In recent weeks, both Beijing and Tokyo have been rehashing history in a global war of words, in effect urging other nations to choose sides. Beijing's ambassador to Britain wrote in the Daily Telegraph that "there are always some incorrigible people in Japan who have shown no sign of remorse for war crimes ... These people pose a serious threat to global peace."

Abe, meanwhile, has offered his own historical analysis. At the World Economic Forum in Switzerland last month he said current relations between Beijing and Tokyo parallel the strain between Britain and Germany on the eve of the first world war. He suggested that it was an increasingly rich and aggressive China, not Japan, that was the threat.

"We must restrain military expansion in Asia ... which otherwise could go unchecked," Abe warned without naming China, which has been investing deeply in naval and air defence assets.

Jin Canrong, associate dean of international relations at People's University in Beijing, says that Chinese leaders believe Abe is deliberately stoking tensions to shore up his political base ahead of painful economic reforms. The prime minister may also hope to win Washington's support to change Japan's constitution.

"China has tried to check this by sending out ambassadors to speak out and appeal to the West," Jin says. "China hopes the US will play some role and put some check on Japan's right wing."

That expectation has put the Obama administration in an awkward spot.

"They want to strengthen the alliance with Japan while maintaining a generally co-operative relationship with China," says Taylor Fravel, associate professor of political science at Massachusetts Institute of Technology in the US. "One consequence of … [Abe's shrine] visit is that it worsens ties between two US allies, Japan and South Korea."

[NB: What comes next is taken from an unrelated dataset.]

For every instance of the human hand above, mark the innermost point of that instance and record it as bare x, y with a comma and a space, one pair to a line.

Asked repeatedly about the sharp words between Japan, China and South Korea last month, US Deputy Secretary of State William Burns said in Tokyo: "We strongly encourage our allies in Tokyo and Seoul and the increasingly important country of China to find constructive ways to deal with sensitive issues of history."

Fravel says Japan-China relations are likely to remain frozen for the remainder of Abe's term.

China has made "it very personal about Abe himself," Fravel says. "That reflects the judgment that Abe is not a leader with whom China is willing to do business." At the same time, "now that it's personalised, Abe would look even weaker if he made concessions ... So it's kind of a vicious spiral."